Setelah semua tamu sudah pergi, kini tinggal lah Sungchan dan Minjeong yang masih terpaku meresapi keadaan yang baru saja mereka hadapi.

"Entah sampai kapan mereka akan bermusuhan seperti itu. Hah, membuat pusing saja!" keluh Sungchan sambil memijat pelipisnya.

.
.

Perjalanan pulang keluarga Jeno di selimuti keheningan. Anton dan Leon tertidur di kursi belakang.

"Jangan terlalu membencinya" ucap Karina memandang wajah rupawan sang suami dari samping.

"Apa maksudmu?" tanya Jeno tanpa mau menoleh pada sang istri. Rupanya amarah masih menyelimuti hati Jeno.

"Seharusnya kita sudah berdamai dengan masa lalu sejak dulu. Maafkan Jaemin, kasihan dia"

"Kau baru saja menyuruhku memaafkan bajingan itu? Kau serius? Karina, kau lupa? Dia adalah orang yang telah mencampakanmu. Meninggalkanmu dengan begitu mudahnya dengan gadis lain yang bahkan hanya berniat memanfaatkan kekayaannya saja. Kau menangisi bajingan itu sampai berhari-hari hingga kau terjatuh sakit. Apa kau sudah lupa hah?"

Karina menutup matanya sejenak saat mendengar bentakan Jeno. Ia tidak masalah jika Jeno membentaknya. Ia hanya takut jika teriakan Jeno sampai membangunkan kedua buah hati mereka.

"Baiklah aku tidak akan memaksamu. Tapi, tidakkah sikapmu tadi cukup berlebihan? Kita bahkan belum sempat berterima kasih dengan Sungchan dan Minjeong"

"Apa? Berlebihan katamu? Dia sudah lancang menyentuh anakku. Aku tidak suka saat dia bisa membuat anakku tertawa. Aku tidak ingin ada pria lain yang merebut posisiku. Apalagi dia adalah Jaemin. Sampai kapan pun aku tidak akan membiarkannya" ucap Jeno semakin menjadi.

"Kau ini bicara apa sih? Sampai kapan pun kau tetap appa nya anak anak. Tidak akan pernah tergantikan oleh siapa pun" ujar Karina sambil meraih telapak tangan sang suami dan di usapnya lembut, berharap hal itu mampu meredam amarah Jeno.

Namun lantaran masih kesal, Jeno dengan tega menepis tangan sang istri hingga membuat Karina tersentak kaget. Hal ini adalah pertama kalinya Jeno menolak sentuhannya.

"Jangan menggangguku menyetir. Sebaiknya kau diam"

Dan akhirnya Karina terdiam membisu. Hatinya sakit saat melihat sikap Jeno yang terkesan kasar padanya. Selama mereka menikah, Jeno tidak pernah berperilaku kasar pada Karina dan kedua anaknya.

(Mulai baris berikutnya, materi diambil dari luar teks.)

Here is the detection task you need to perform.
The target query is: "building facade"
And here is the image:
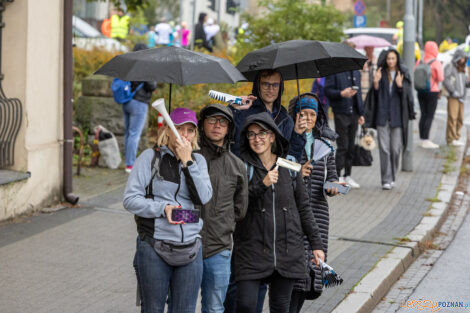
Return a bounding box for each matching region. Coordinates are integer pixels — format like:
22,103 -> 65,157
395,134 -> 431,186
0,0 -> 63,220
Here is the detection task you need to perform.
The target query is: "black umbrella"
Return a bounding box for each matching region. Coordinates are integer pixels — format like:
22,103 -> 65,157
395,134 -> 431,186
237,40 -> 367,103
95,47 -> 246,111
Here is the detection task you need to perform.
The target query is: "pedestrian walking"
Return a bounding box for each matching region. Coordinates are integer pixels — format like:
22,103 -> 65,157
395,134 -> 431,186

Namun kembali lagi, Karina mencoba mengerti posisi suaminya yang mungkin masih memendam amarah. Ia mungkin masih butuh waktu untuk menenangkan dirinya.

Meskipun sudah mencoba bersabar namun air mata Karina akhirnya luruh juga. Dengan segera ia mengusapnya dan mengalihkan pandangannya pada kaca mobil. Ia tidak ingin Jeno mengetahui jika ia menangis.

Tak lama mereka pun akhirnya sampai di rumah. Jeno mengangkat Anton dan Karina mengangkat Leon menuju kamar mereka.

"Kau mau kemana?" tanya Karina yang melihat Jeno langsung meraih kunci mobilnya setelah keluar dari kamar anaknya.

"Jangan menungguku pulang"

"Tapi kenapa? Ada apa Jeno-ya?" tanya Karina sambil mengikuti langkah besar sang suami menuju pintu utama.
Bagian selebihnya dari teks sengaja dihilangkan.